– Ай да плевать. Дело – дрянь. Что это за чёрт тогда?
– Дмитров Егор Олегович. Шизофреник. Помешался на этом «пении снега» и никуда из дома не выходил уже неделю. Так… Ага… Так-так…
– Что?
– Да Михалыч опять всё дело оплевал.
– Я говорил не давать этому старому пердуну бумаги.
– Да знаю я, чёрт возьми. В общем, дело плёвое: шиз в приступе ярости и возбуждения от вида такой… кхм-кхм… прелестной дамы убил и её и её ребёнка.
– Всё это, конечно, замечательно. Но тут могут спросить точную причину убийства.
– Ты в уши долбишься? Он – шиз! Ш-И-З! ШИЗ! ШИЗО…
– Да понял я. Ладно, давай отойдём.
Снег падал хлопьями, он так медленно опускался на нашу грешную землю, что казалось будто всё в этом мире остановилось и больше никогда не двинется. Эти белые снежинки такие чистые, такие красивые по сравнению со всем человеческим. Ляпота. Снег всегда меня завораживал своей беззаботностью и свободой, своей прелестью форм и какой-то скрытой силой.

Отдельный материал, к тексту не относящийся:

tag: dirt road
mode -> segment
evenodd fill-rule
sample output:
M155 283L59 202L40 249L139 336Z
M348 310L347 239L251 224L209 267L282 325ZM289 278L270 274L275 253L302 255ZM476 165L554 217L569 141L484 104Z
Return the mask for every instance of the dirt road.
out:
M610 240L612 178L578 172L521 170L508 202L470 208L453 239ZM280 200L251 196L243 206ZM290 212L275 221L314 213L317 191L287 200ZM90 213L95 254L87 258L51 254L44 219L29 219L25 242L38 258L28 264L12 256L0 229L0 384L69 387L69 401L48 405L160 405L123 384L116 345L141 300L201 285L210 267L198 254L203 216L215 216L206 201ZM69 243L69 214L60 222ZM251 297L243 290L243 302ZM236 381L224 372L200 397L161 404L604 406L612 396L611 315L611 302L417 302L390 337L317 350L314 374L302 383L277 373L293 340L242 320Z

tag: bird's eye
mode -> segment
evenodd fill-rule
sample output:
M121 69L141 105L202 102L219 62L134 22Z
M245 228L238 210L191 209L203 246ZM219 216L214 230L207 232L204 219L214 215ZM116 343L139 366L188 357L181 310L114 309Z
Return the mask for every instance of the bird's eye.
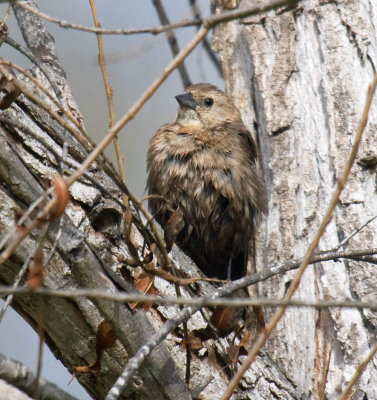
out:
M205 99L204 104L206 105L206 107L211 107L213 105L213 99L211 98Z

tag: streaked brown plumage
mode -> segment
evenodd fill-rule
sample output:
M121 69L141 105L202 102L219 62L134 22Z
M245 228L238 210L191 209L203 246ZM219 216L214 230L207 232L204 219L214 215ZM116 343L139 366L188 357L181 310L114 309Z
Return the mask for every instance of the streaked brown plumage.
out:
M176 96L175 122L150 141L150 209L164 226L171 210L183 212L177 244L209 277L238 279L245 274L247 247L255 223L266 211L257 151L232 99L207 83Z

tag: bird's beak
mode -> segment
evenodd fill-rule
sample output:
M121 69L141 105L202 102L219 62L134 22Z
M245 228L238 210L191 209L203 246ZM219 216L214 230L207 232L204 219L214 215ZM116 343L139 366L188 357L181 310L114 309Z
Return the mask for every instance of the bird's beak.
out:
M191 108L191 110L195 110L196 106L198 105L191 93L179 94L178 96L175 96L175 98L177 99L180 107L188 107Z

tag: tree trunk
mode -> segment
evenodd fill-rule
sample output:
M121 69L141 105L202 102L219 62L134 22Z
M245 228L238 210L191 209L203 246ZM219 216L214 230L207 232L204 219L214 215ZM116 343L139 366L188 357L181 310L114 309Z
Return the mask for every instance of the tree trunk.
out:
M349 156L377 61L376 2L309 0L280 11L219 25L214 35L226 88L258 138L268 185L259 270L305 254ZM375 215L376 122L372 106L357 163L318 250L337 246ZM347 247L375 247L376 228L373 221ZM294 274L267 280L259 292L281 298ZM330 261L307 269L295 298L367 301L375 286L373 264ZM265 310L267 320L272 312ZM299 392L318 398L325 380L326 395L335 399L374 345L376 323L369 310L291 308L266 350ZM376 372L369 363L352 398L377 398Z

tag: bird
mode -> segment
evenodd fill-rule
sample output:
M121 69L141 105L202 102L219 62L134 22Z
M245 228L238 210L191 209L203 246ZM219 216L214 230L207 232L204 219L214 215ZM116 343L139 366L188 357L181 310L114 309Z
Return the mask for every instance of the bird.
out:
M267 212L257 146L232 98L209 83L175 96L174 122L149 143L149 208L162 227L180 210L176 244L210 278L246 273L248 245Z

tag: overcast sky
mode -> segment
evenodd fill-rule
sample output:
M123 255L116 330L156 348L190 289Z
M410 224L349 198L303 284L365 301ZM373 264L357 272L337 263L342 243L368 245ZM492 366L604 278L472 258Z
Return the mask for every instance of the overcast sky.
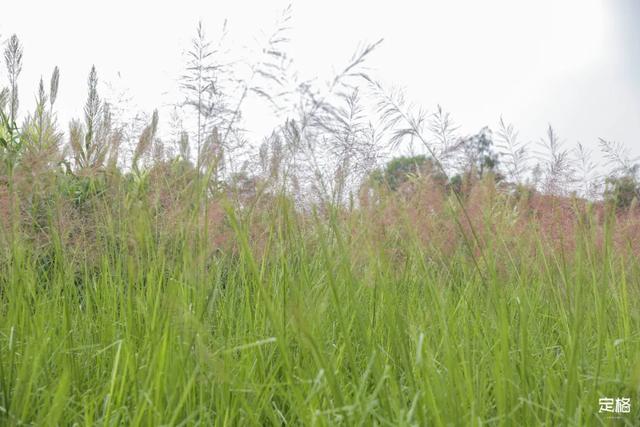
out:
M228 19L230 39L249 45L287 4L20 0L2 6L0 37L16 33L24 45L23 113L40 75L60 67L66 130L82 114L92 64L101 82L129 88L152 111L176 100L199 19L212 36ZM569 143L595 148L605 137L640 155L640 1L299 1L292 25L291 54L306 77L329 78L359 42L384 38L370 58L374 74L428 110L441 104L463 132L495 127L502 115L525 140L551 123Z

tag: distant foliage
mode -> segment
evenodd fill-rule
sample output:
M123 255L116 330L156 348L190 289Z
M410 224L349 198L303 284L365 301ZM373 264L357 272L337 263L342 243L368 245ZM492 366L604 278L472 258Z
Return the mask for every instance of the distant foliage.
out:
M446 181L446 177L438 171L433 159L424 155L401 156L390 160L383 170L372 174L374 182L386 184L393 191L398 190L405 182L420 177L430 177L434 181Z
M608 177L605 199L620 209L627 209L640 197L640 185L634 175Z

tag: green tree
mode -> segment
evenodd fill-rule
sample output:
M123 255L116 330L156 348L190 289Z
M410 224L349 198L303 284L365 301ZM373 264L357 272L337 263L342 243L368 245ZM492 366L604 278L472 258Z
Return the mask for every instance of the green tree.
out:
M439 172L439 169L431 157L424 155L400 156L390 160L383 170L377 170L372 174L372 179L377 183L384 183L393 191L413 176L430 176L437 182L446 183L447 178Z
M486 173L495 173L498 166L498 154L493 150L493 133L484 127L475 135L460 141L463 152L465 172L475 171L479 177Z
M640 197L640 185L635 172L638 166L633 167L634 173L628 173L619 177L610 176L606 179L605 200L614 203L619 209L627 209L634 199Z

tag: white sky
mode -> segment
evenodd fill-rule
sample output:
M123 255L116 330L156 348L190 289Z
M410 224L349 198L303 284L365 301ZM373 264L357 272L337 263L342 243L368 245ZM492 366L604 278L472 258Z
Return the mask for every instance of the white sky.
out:
M433 110L441 104L463 132L503 115L524 140L547 123L569 143L597 147L598 137L640 155L640 33L616 4L634 0L298 1L291 53L306 77L327 79L359 42L383 37L370 58L374 75L406 89ZM126 86L145 111L176 101L176 78L198 19L215 37L225 18L230 39L250 44L272 27L288 2L21 0L3 5L2 40L24 45L21 112L32 108L37 81L60 67L58 117L66 130L80 117L86 77ZM638 2L640 3L640 2ZM621 19L625 18L625 19ZM625 24L626 23L626 24ZM635 77L634 77L635 75ZM0 84L6 85L4 71ZM104 94L104 90L103 90Z

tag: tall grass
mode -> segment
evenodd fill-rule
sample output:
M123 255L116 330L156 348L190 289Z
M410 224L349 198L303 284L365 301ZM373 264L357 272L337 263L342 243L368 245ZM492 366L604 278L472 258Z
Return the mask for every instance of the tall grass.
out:
M637 423L635 408L598 413L640 384L640 269L615 217L576 220L567 252L498 199L474 212L488 286L466 246L421 238L409 207L386 221L390 199L322 215L286 197L262 211L222 202L168 229L148 198L96 196L95 226L77 232L86 252L51 211L47 245L14 231L3 251L0 419Z
M173 141L95 68L67 136L57 68L17 126L10 39L0 424L640 424L637 161L603 140L603 181L549 127L534 167L502 120L498 155L368 76L380 42L297 81L289 20L246 78L198 27ZM260 147L252 96L283 119ZM407 140L429 158L381 171Z

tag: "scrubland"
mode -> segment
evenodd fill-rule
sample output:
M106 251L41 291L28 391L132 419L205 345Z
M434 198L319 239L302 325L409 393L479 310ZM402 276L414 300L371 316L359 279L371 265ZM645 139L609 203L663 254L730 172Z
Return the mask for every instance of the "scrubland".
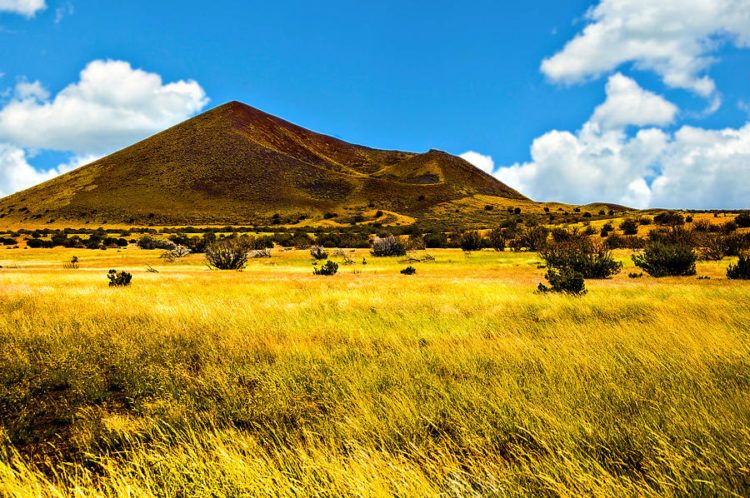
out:
M750 493L728 259L629 279L617 251L570 297L535 292L535 253L429 253L320 277L304 251L3 250L0 495Z

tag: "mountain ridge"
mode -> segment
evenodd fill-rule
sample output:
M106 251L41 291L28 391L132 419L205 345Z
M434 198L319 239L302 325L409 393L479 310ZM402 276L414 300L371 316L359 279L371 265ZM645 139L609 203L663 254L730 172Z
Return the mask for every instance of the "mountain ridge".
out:
M376 207L419 219L475 195L527 200L451 154L351 144L232 101L0 199L0 217L262 224Z

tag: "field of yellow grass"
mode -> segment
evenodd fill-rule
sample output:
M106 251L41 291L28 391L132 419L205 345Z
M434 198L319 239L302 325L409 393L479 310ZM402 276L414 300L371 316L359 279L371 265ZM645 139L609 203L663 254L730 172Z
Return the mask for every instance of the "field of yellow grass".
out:
M535 292L534 253L357 251L333 277L158 254L0 250L0 495L750 493L727 260L629 279L617 252L576 298Z

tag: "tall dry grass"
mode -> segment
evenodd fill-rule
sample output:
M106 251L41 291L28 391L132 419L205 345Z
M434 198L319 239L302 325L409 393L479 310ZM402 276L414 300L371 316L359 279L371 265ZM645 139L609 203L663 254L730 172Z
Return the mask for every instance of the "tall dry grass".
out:
M750 287L726 262L572 298L534 293L533 254L432 254L323 278L296 251L158 274L3 253L0 494L750 492Z

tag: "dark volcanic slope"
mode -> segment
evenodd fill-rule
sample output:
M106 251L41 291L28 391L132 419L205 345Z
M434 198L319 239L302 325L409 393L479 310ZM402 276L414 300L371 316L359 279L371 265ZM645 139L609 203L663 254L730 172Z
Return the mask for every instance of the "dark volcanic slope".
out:
M450 154L352 145L231 102L2 199L0 216L240 224L370 202L419 216L476 194L524 199Z

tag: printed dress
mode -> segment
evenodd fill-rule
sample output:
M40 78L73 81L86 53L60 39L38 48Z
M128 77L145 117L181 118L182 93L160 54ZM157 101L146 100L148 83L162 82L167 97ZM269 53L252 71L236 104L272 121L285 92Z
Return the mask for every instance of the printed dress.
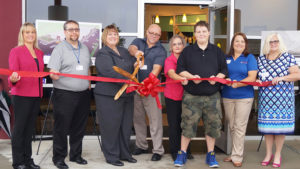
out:
M258 57L258 78L272 81L289 74L296 65L293 55L283 53L275 60ZM258 93L258 131L262 134L293 134L295 127L294 82L279 82L275 86L260 87Z

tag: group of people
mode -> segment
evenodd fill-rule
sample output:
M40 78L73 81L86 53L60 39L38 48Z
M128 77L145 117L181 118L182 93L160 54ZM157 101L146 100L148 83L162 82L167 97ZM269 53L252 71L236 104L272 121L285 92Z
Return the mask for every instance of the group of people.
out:
M70 161L81 165L88 163L82 157L82 140L90 113L91 85L88 80L58 76L57 73L90 75L92 62L88 48L78 40L79 24L69 20L63 29L66 38L54 48L47 67L54 86L52 161L57 168L68 169L65 163L68 135ZM272 81L272 86L259 88L258 129L266 139L266 155L261 165L267 166L273 160L273 167L280 167L284 136L292 134L295 125L293 81L300 78L300 73L294 56L286 52L282 38L276 33L266 38L263 55L257 61L249 53L248 40L243 33L234 35L228 55L209 42L210 29L206 22L196 23L194 35L196 43L187 47L181 36L174 35L169 43L171 55L167 57L159 42L159 25L150 25L146 38L135 39L128 50L118 45L117 27L108 25L101 37L104 46L95 55L97 76L127 79L112 67L133 73L135 66L139 66L136 79L139 82L149 75L160 79L162 70L166 82L181 80L181 83L166 84L164 90L170 153L175 166L183 166L187 159L193 159L190 140L196 137L198 123L202 119L208 152L206 164L209 167L219 167L214 147L215 140L221 135L221 102L232 137L231 155L224 161L232 162L236 167L242 166L254 89L235 81ZM136 61L140 55L144 55L144 64ZM9 68L14 71L8 78L15 112L12 165L15 169L39 169L40 166L31 158L31 136L43 95L42 79L21 78L17 73L44 71L43 52L38 49L33 24L25 23L20 28L18 46L9 55ZM209 77L226 78L232 83L221 85L214 80L199 79ZM162 145L162 111L154 97L145 97L138 92L123 93L115 100L114 96L122 85L97 82L94 89L101 148L106 162L123 166L123 161L137 162L132 155L148 153L146 115L153 143L151 160L159 161L165 151ZM129 149L132 126L136 134L133 152ZM273 142L276 146L274 155Z

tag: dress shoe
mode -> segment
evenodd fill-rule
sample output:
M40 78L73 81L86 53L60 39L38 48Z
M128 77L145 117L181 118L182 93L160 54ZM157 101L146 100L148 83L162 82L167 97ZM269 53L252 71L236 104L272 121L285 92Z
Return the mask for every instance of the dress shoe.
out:
M88 162L83 159L82 157L77 157L75 159L70 159L70 161L75 162L77 164L82 164L82 165L86 165Z
M223 161L224 161L224 162L232 162L232 159L231 159L231 157L226 157L226 158L224 158Z
M172 156L173 161L175 161L177 158L177 153L172 153L171 156Z
M144 150L141 148L136 148L133 152L132 155L140 155L140 154L146 154L148 153L148 150Z
M124 166L124 163L122 161L106 161L108 164L114 165L114 166Z
M32 161L31 163L27 164L26 167L27 167L28 169L40 169L40 168L41 168L40 166L34 164L33 161Z
M68 169L69 166L64 161L54 162L54 165L59 169Z
M152 155L151 161L159 161L161 159L161 155L154 153Z
M279 163L274 163L274 161L273 161L273 164L272 164L273 168L279 168L280 166L281 166L281 157L280 157Z
M135 158L132 158L132 157L130 157L130 158L128 158L128 159L121 159L122 161L127 161L127 162L129 162L129 163L136 163L137 162L137 160L135 159Z
M262 162L261 162L261 165L262 165L262 166L267 166L267 165L269 165L270 162L273 160L273 157L274 157L274 155L272 154L270 160L269 160L269 161L262 161Z
M233 166L235 167L242 167L243 163L242 162L233 162L232 161Z
M18 165L14 167L14 169L28 169L28 168L26 167L26 165Z

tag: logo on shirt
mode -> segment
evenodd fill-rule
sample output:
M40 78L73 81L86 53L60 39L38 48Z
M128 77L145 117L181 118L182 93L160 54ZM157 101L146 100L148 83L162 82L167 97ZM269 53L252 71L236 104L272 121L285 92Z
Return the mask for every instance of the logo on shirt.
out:
M241 64L248 64L247 61L241 61Z
M231 60L226 60L227 61L227 64L230 64Z

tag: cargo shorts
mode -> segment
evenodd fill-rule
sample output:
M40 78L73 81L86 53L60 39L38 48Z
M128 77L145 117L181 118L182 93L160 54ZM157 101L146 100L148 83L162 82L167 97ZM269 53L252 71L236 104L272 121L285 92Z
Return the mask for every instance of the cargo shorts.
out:
M196 137L198 123L202 118L205 135L212 138L221 136L222 111L220 93L211 96L197 96L184 92L181 114L182 135Z

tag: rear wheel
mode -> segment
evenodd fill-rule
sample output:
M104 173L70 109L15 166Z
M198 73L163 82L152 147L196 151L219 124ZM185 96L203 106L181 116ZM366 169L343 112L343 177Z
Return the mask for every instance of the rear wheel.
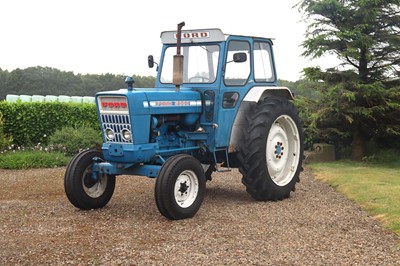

Мы с Молоковым отошли за угол от места ужасного преступления. Эх, бедный малыш, а ведь ему и четырёх месяцев не было. Сигарет у меня так же не было, давно я их не покупал, да и не приходится, когда есть такие благодетеле товарищи. Молоков со свойственной ему брутальностью достал заветную пачку и подал мне смертельную трубку. «Значит всё не так уж плохо на сегодняшний день» – золотые слова не менее золотого человека. Молоков вытащил из внутреннего кармана свою старинную семейную реликвию – зажигалку в виде орла – и дал мне прикурить.
Этот дым. После тяжёлой умственной работы, сравнимой лишь с трудом заводского работяги, нет ничего лучше.
– Знаешь, Толя, я тут подумал…
– О чём опять?
– Об этом… о снеге. Мне вот интересно теперь, а какое оно – пение снега…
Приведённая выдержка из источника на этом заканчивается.